Lest his listeners suspect he had flipped his lid, Harrington hastened to assure them he was reporting fact, not fiction.
“Well, the story is all-too-real in the icy waters of Newfoundland. They’re being overtaken by strange, green crabs that eat everything they come across, even each other.”
Even each other?!
“As the CBC’s Chris O’Neill-Yates tells us, fishermen and scientists are struggling to find a solution,” Tom added, clicking off his mic before stepping out of the spotlight.
Next came the crying of gulls and a mumbled male voice, “numerous, they’re numerous,” and then, after three seconds, Chris O’Neill-Yates walked onstage to tell an old, familiar tale — one about nature on the rampage threatening the human economic and even moral order.
The late scholar Richard V. Ericson identified the main themes in such stories as “deviance and control,” which he called “the core ingredients of news.”
Not pretty to look at
In the radio version of her story and the one on the Web, O’Neill-Yates, and the scientist she interviewed, described the green crab as an “invasive species” that is “very aggressive,” “ferocious,” “voracious,” “cannibalistic” and “nasty.”
The CBC Web photo (on the right) depicts what looks like a sea monster while the caption calls the green crab “not pretty to look at” and “downright scary.”

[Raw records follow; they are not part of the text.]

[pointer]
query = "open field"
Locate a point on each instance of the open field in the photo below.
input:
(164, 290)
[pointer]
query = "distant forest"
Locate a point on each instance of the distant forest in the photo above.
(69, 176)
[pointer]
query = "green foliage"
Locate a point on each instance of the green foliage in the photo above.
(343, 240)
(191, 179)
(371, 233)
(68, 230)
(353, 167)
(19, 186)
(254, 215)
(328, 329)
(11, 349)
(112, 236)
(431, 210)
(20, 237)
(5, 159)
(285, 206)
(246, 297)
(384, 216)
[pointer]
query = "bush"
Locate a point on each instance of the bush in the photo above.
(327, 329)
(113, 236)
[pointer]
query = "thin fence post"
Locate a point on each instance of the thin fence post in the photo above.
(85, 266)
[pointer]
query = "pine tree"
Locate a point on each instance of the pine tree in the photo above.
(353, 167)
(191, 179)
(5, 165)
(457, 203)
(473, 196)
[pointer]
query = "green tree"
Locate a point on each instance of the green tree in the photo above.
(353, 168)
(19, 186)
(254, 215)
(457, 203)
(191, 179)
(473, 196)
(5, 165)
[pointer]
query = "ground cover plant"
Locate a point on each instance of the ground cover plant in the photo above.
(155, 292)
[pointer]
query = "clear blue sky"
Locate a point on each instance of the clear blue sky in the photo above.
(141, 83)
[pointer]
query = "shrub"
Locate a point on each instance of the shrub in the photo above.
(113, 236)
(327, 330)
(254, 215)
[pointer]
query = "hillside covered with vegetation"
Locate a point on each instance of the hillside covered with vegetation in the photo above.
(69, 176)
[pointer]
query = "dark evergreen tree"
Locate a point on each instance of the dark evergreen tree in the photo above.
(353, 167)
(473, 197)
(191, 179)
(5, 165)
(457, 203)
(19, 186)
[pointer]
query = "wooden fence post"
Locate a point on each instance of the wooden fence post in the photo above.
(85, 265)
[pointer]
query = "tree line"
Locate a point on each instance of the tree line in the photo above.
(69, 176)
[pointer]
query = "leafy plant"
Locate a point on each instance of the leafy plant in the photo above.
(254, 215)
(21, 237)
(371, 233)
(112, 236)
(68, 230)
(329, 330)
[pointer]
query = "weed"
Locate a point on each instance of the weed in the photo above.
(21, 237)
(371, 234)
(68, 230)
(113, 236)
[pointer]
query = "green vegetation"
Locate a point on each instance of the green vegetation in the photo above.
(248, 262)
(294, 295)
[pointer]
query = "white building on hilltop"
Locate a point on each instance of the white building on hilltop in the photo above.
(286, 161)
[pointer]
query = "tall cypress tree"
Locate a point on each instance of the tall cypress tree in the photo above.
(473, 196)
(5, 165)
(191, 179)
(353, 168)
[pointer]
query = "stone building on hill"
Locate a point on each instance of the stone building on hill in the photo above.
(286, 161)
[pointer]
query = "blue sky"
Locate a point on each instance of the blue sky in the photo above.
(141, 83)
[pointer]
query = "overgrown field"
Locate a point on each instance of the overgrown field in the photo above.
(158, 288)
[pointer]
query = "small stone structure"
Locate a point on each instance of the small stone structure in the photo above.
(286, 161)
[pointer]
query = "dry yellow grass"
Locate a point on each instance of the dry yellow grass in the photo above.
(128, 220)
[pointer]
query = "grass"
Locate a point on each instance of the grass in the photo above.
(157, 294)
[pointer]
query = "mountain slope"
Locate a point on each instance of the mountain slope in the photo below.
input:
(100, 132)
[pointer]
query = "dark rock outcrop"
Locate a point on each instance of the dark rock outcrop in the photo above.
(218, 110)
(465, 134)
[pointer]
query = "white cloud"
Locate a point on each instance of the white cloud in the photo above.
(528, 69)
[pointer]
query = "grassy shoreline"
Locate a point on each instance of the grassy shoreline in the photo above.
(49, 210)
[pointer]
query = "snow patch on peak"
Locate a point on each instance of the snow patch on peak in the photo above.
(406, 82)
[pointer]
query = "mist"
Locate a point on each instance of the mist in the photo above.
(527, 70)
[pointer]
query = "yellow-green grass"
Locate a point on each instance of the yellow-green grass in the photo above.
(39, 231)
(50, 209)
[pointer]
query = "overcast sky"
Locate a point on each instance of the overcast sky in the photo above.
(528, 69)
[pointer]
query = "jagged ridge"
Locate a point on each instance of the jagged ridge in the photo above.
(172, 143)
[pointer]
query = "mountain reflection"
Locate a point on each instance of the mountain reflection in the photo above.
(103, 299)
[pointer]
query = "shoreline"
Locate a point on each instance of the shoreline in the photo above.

These stories are not “fake news“; they’re more like a type of hyperreality blending what is real with what is fictional until there’s no clear dividing line between where reality ends and fiction begins.
In these CBC stories on the “strange” green crab, genuine scientific concern is blended with the plots of science fiction movies and colourful, action-packed language that depicts an ugly and violent creature capable of “devastating” a “very profitable” lobster fishery.
This is the “fun house” aspect of journalism that Mitchell Stephens describes in his book A History of News:
“Abnormalities loom large in journalism’s bent mirrors; perspectives are distorted; horrors materialize out of nowhere; everywhere we turn there is blood and danger,” Stephens writes.
“Much of the time journalists, like circus announcers, are reduced to barking and adding admonitions: ‘Marvelous!’ ‘Prodigious!’ ‘Frightful!’ ‘Lamentable!’ ‘Horrible!'”
Journalism and nature
So what’s wrong with a hyperreal, fun-house story about the green crab that blends science with science fiction and facts with entertainment?
Well, for one thing, it reinforces the age-old, human-centred view of nature as an endless resource for economic growth and consumption. And it ignores environmental movements such as deep ecology that argue we need to learn we’re part of the natural world and that its survival depends on our living ethically within it.
As O’Neill-Yates’s report notes in passing, it won’t be possible to eradicate the green crab; they’re here to stay. So, what’s the point in depicting them as sci-fi sea monsters or nasty, ferocious aliens?